Building internal evaluation pipelines that combine automated evals with human annotation, producing golden datasets for regression testing and continuous model quality tracking.

🔄

Teams standardizing on OpenTelemetry who want LLM spans in the same observability stack as the rest of their infrastructure (Jaeger, Tempo, Datadog, Grafana, etc.).

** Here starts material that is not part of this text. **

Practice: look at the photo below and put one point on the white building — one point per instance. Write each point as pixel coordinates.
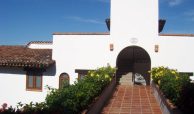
(132, 45)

Limitations & What It Can't Do

We believe in transparent reviews. Here's what Arize Phoenix doesn't handle well:

⚠Phoenix is primarily focused on LLM-specific observability and evaluation; it is not a general-purpose APM and does not replace tools like Datadog, New Relic, or Prometheus for infrastructure monitoring, request routing, or non-LLM application metrics. Self-hosting requires operational knowledge of PostgreSQL, Docker, or Kubernetes, and managing storage growth from high-volume trace ingestion can become non-trivial at scale. The default SQLite storage backend is suitable only for local development and should not be used in production. Enterprise features such as SSO/SAML, role-based access control, and audit logging are only available in the paid Arize AX product, not in the open-source Phoenix release. The Elastic License 2.0 permits free use but prohibits offering Phoenix as a competing managed observability service. UI performance may degrade with very large trace volumes unless proper data retention and cleanup policies are configured. Some auto-instrumentation libraries may introduce minor latency overhead if not configured correctly, and framework instrumentation coverage occasionally lags behind the latest framework releases by a few weeks.

Pros & Cons

✓ Pros

✓Fully open source and free to self-host, with no seat-based pricing, trace volume caps, or feature gating — a major advantage over LangSmith and other commercial competitors.
✓Built on OpenTelemetry and OpenInference standards, so instrumentation is portable and traces can be exported to other OTel backends without vendor lock-in.
✓Broad framework coverage with auto-instrumentation for LangChain, LlamaIndex, CrewAI, Haystack, DSPy, OpenAI, Anthropic, Bedrock, LiteLLM, and more — minimal code changes required to start tracing.
✓Comprehensive built-in evaluators (hallucination, relevance, toxicity, QA correctness, RAG metrics) plus a flexible framework for writing custom LLM-as-a-judge evals.
✓Backed by Arize AI, a well-resourced company with a commercial enterprise product, giving the open-source project sustained engineering investment and frequent releases.
✓Strong support for RAG debugging and agent tracing, including embedding visualization, UMAP clustering, and step-by-step inspection of tool calls and retrieval steps.

✗ Cons

✗Self-hosting requires operational effort — running Postgres, managing storage growth from high-volume traces, and handling upgrades are non-trivial for small teams without DevOps capacity.
✗UI and workflows have a steeper learning curve than polished SaaS alternatives like LangSmith, especially for users new to OpenTelemetry concepts like spans and traces.
✗Rapid release cadence occasionally introduces breaking changes to SDKs, integrations, or UI, requiring teams to pin versions and test carefully before upgrading.
✗Documentation, while extensive, can lag behind the latest features, and some advanced workflows (custom evaluators, dataset versioning, annotation APIs) require reading source code or GitHub issues.
✗Enterprise features like SSO, RBAC, audit logging, and SLAs are reserved for the paid Arize AX platform rather than the open-source Phoenix core.